Die Aufteilung der Arbeitszeit der Bediensteten der Stadt Wien ist mit einem der stärksten Mitwirkungsrechte der Personalvertretung (§39 Abs.2 Zi. 4 W-PVG) verbunden. Beim gegenständlichen Projekt „NAWI“ mutiert die Arbeitszeit an den dislozierten Tagen zum Bittstellerantrag der Einzelperson an den jeweiligen Linienvorgesetzten, der die Erfordernisse eines geordneten Dienstbetriebs individuell oder vielleicht auch originell auslegt.

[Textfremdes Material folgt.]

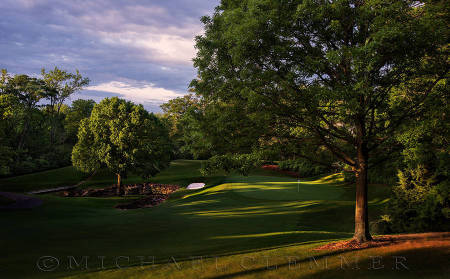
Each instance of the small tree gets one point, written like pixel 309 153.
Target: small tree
pixel 60 85
pixel 123 137
pixel 347 74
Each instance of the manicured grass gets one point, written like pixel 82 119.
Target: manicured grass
pixel 66 176
pixel 407 260
pixel 239 215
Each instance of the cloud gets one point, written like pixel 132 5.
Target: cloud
pixel 140 49
pixel 138 92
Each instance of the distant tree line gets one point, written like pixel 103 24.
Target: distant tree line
pixel 37 128
pixel 355 86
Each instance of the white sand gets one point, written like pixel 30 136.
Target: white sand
pixel 194 186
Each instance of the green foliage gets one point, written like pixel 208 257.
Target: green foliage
pixel 419 203
pixel 241 163
pixel 79 110
pixel 32 133
pixel 123 137
pixel 303 167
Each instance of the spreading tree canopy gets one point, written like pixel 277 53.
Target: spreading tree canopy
pixel 343 74
pixel 123 137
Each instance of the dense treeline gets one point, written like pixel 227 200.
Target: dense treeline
pixel 356 86
pixel 37 128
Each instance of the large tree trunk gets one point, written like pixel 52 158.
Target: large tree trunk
pixel 119 185
pixel 361 211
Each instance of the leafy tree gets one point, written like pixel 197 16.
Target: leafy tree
pixel 60 85
pixel 79 110
pixel 123 137
pixel 28 91
pixel 347 74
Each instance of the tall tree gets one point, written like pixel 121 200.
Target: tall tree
pixel 123 137
pixel 28 91
pixel 79 110
pixel 346 73
pixel 60 84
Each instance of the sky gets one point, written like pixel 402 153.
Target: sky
pixel 140 50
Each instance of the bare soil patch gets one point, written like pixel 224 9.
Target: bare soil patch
pixel 154 194
pixel 388 240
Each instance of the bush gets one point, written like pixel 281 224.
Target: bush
pixel 419 203
pixel 303 167
pixel 242 163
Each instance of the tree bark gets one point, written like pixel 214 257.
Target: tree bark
pixel 361 209
pixel 119 185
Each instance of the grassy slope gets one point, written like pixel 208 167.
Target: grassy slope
pixel 242 215
pixel 66 176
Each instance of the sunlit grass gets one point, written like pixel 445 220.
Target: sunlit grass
pixel 231 215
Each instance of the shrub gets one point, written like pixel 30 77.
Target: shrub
pixel 303 167
pixel 242 163
pixel 419 203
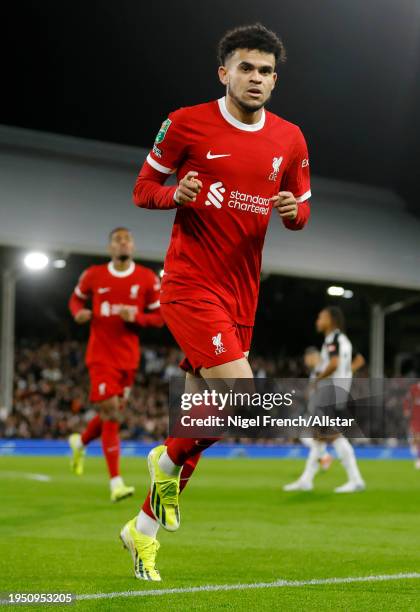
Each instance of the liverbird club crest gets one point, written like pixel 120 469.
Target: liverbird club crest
pixel 276 167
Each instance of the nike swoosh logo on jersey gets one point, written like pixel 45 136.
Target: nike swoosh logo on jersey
pixel 210 156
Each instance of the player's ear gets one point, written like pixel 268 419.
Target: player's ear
pixel 223 75
pixel 274 80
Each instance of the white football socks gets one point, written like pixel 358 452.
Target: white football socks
pixel 345 453
pixel 168 466
pixel 116 482
pixel 147 525
pixel 312 463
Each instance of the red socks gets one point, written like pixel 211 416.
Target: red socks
pixel 93 430
pixel 111 446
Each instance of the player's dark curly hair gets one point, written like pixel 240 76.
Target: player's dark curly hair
pixel 337 316
pixel 254 36
pixel 118 229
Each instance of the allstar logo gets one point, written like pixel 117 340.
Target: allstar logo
pixel 217 341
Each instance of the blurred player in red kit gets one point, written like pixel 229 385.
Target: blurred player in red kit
pixel 235 164
pixel 412 412
pixel 124 297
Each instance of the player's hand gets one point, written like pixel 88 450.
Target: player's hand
pixel 188 188
pixel 128 313
pixel 83 316
pixel 286 205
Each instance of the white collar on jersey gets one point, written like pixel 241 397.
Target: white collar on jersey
pixel 330 336
pixel 121 273
pixel 248 127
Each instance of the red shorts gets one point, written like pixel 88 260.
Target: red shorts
pixel 415 426
pixel 206 333
pixel 106 382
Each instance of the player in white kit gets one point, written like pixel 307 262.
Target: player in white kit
pixel 334 372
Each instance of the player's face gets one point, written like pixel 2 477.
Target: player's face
pixel 323 322
pixel 121 245
pixel 249 76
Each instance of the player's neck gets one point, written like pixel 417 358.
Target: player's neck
pixel 240 114
pixel 121 266
pixel 329 331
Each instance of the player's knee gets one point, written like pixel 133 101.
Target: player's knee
pixel 109 409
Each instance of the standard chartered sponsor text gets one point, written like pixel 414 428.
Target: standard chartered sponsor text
pixel 248 202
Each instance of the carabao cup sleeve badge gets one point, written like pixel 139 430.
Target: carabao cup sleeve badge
pixel 162 132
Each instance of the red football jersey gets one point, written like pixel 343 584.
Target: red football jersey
pixel 216 244
pixel 412 404
pixel 112 341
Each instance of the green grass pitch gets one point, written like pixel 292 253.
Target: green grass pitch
pixel 237 527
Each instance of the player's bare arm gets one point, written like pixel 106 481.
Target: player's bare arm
pixel 83 316
pixel 128 313
pixel 188 189
pixel 286 205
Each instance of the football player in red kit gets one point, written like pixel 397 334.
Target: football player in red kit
pixel 412 412
pixel 124 296
pixel 235 164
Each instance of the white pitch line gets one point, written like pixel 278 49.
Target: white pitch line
pixel 27 475
pixel 257 585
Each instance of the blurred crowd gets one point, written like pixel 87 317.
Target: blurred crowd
pixel 52 386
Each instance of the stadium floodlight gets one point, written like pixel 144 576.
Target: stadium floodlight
pixel 36 260
pixel 336 291
pixel 59 263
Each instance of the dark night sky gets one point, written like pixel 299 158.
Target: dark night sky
pixel 113 70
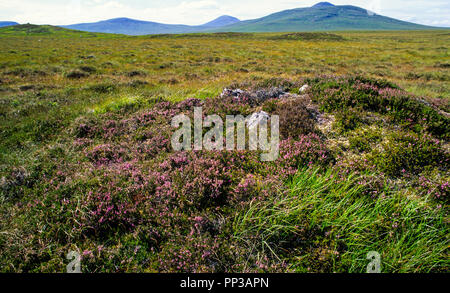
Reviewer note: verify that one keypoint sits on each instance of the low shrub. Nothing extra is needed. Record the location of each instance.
(409, 153)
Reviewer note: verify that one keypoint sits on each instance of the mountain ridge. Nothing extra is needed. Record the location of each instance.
(323, 16)
(130, 26)
(8, 23)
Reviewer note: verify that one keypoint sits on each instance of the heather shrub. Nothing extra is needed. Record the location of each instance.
(308, 150)
(106, 154)
(347, 120)
(339, 94)
(409, 153)
(364, 139)
(435, 186)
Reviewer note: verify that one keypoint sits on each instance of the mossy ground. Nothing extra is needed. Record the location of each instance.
(86, 164)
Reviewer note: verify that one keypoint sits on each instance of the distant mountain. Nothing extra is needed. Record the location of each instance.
(323, 16)
(222, 21)
(129, 26)
(7, 23)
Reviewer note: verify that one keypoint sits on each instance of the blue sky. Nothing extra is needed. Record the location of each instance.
(193, 12)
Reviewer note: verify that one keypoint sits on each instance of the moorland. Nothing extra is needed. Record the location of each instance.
(86, 163)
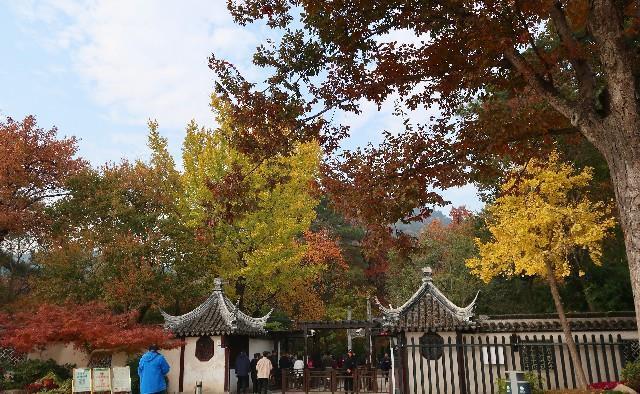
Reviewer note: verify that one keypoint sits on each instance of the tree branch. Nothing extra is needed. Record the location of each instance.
(617, 59)
(584, 74)
(544, 88)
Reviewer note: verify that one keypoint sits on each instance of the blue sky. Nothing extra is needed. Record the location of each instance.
(99, 69)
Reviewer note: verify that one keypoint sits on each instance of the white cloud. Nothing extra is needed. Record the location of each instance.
(143, 59)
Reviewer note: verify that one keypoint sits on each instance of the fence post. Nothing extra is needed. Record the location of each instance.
(375, 379)
(334, 381)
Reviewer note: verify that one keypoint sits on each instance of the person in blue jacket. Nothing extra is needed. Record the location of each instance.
(152, 368)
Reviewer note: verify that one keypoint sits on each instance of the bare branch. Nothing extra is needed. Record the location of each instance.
(584, 74)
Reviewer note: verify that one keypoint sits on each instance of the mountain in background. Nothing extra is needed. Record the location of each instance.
(414, 228)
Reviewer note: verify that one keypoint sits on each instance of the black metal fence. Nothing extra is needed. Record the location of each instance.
(363, 380)
(471, 364)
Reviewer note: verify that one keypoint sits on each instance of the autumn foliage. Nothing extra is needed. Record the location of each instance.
(34, 165)
(90, 326)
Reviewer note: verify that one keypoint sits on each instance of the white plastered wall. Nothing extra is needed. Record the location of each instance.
(210, 373)
(66, 353)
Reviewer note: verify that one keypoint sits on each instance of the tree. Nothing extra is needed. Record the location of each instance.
(34, 165)
(540, 219)
(505, 75)
(90, 327)
(118, 238)
(251, 215)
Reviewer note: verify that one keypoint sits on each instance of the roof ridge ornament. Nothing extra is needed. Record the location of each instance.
(412, 311)
(427, 274)
(217, 284)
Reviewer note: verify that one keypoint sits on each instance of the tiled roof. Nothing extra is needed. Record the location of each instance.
(216, 316)
(541, 323)
(427, 310)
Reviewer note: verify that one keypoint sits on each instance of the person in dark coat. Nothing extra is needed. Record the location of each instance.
(276, 374)
(385, 366)
(152, 368)
(243, 367)
(254, 372)
(350, 365)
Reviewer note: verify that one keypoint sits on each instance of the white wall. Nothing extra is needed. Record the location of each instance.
(210, 373)
(173, 359)
(259, 345)
(67, 354)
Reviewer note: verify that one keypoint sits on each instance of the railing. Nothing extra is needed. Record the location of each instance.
(473, 363)
(329, 380)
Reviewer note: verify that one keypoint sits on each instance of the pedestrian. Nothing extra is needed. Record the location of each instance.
(298, 368)
(385, 366)
(152, 369)
(327, 360)
(276, 375)
(243, 367)
(349, 366)
(254, 372)
(263, 368)
(285, 361)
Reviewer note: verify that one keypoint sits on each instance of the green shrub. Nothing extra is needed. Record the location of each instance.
(631, 375)
(28, 371)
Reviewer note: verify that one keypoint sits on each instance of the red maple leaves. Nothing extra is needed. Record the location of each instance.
(88, 326)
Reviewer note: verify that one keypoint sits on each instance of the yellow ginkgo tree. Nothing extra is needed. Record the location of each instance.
(542, 216)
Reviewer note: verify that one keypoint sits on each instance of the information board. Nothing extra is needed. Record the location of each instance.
(121, 380)
(81, 380)
(101, 379)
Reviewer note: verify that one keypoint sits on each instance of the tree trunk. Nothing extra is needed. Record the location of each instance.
(622, 152)
(241, 286)
(566, 330)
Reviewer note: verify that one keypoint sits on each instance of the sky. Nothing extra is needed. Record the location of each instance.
(99, 70)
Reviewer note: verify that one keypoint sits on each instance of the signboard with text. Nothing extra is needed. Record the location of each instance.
(81, 380)
(101, 379)
(121, 380)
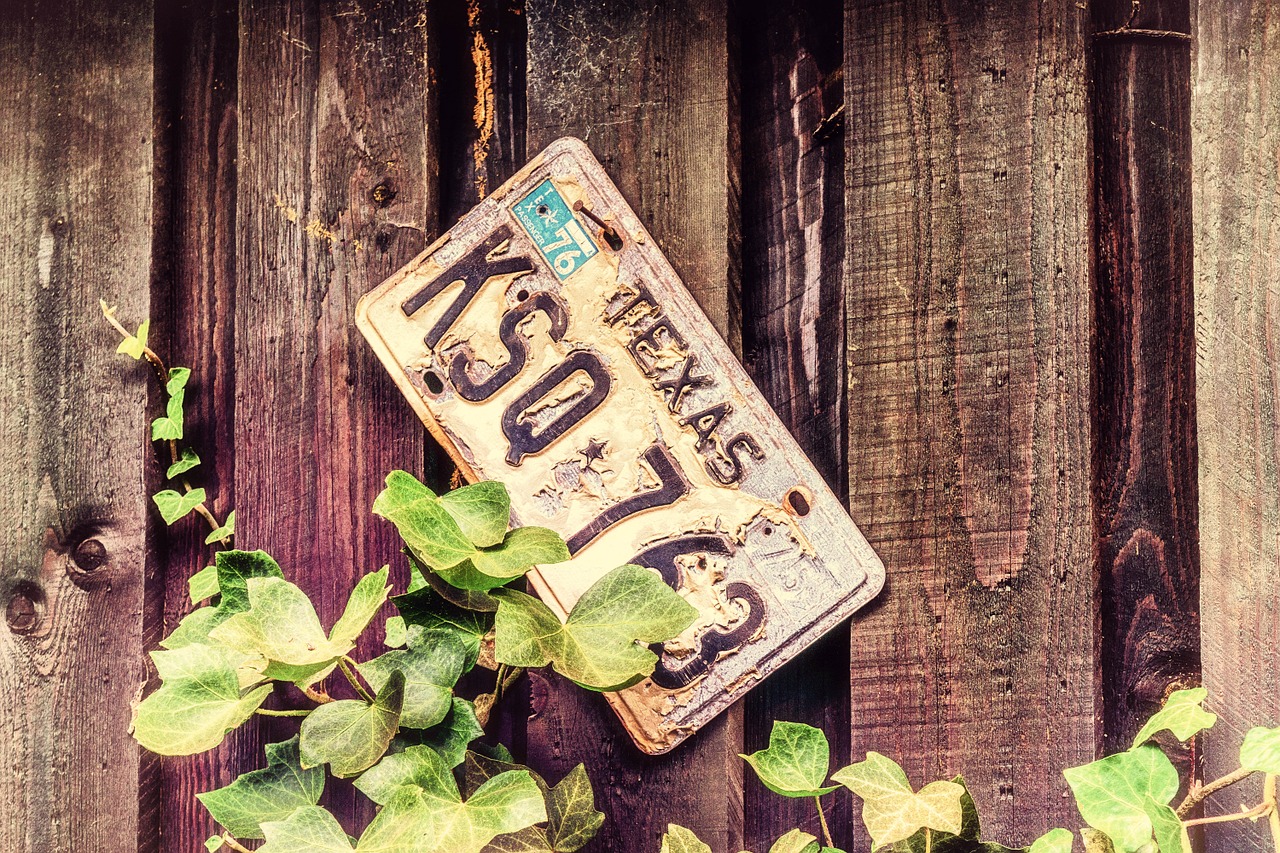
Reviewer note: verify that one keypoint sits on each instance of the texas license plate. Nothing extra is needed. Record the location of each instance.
(547, 342)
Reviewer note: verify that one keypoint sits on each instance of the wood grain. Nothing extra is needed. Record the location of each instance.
(969, 331)
(1144, 384)
(77, 108)
(1235, 131)
(792, 325)
(193, 292)
(652, 91)
(336, 190)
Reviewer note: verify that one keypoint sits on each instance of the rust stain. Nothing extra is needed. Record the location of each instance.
(484, 106)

„Auflösung der Kernarbeitszeit“, „Rahmen auflockern“ und „Flexibilität fordern“ – Lieblingsfloskeln als Omnipotenzphantasie der ArbeitgeberInnenseite. Was keinesfalls sein kann:
Arbeitszeitvereinbarungen dürfen nicht zum leicht formbaren Gut zwischen MitarbeiterIn und Vorgesetzten werden. Keine lose Vereinbarung, um die der Mitarbeiter ansucht und die die Chefin gewährt oder nicht. Das Gefahrenpotential für Willkür und Missbrauch steigt in einer Grauzone von fehlenden rechtlichen Rahmenbedingungen und verhaltensoriginellen, machtbewussten Führungskräften. Hier darf sich die Bedienstetenvertretung das Heft keinesfalls aus der Hand nehmen lassen.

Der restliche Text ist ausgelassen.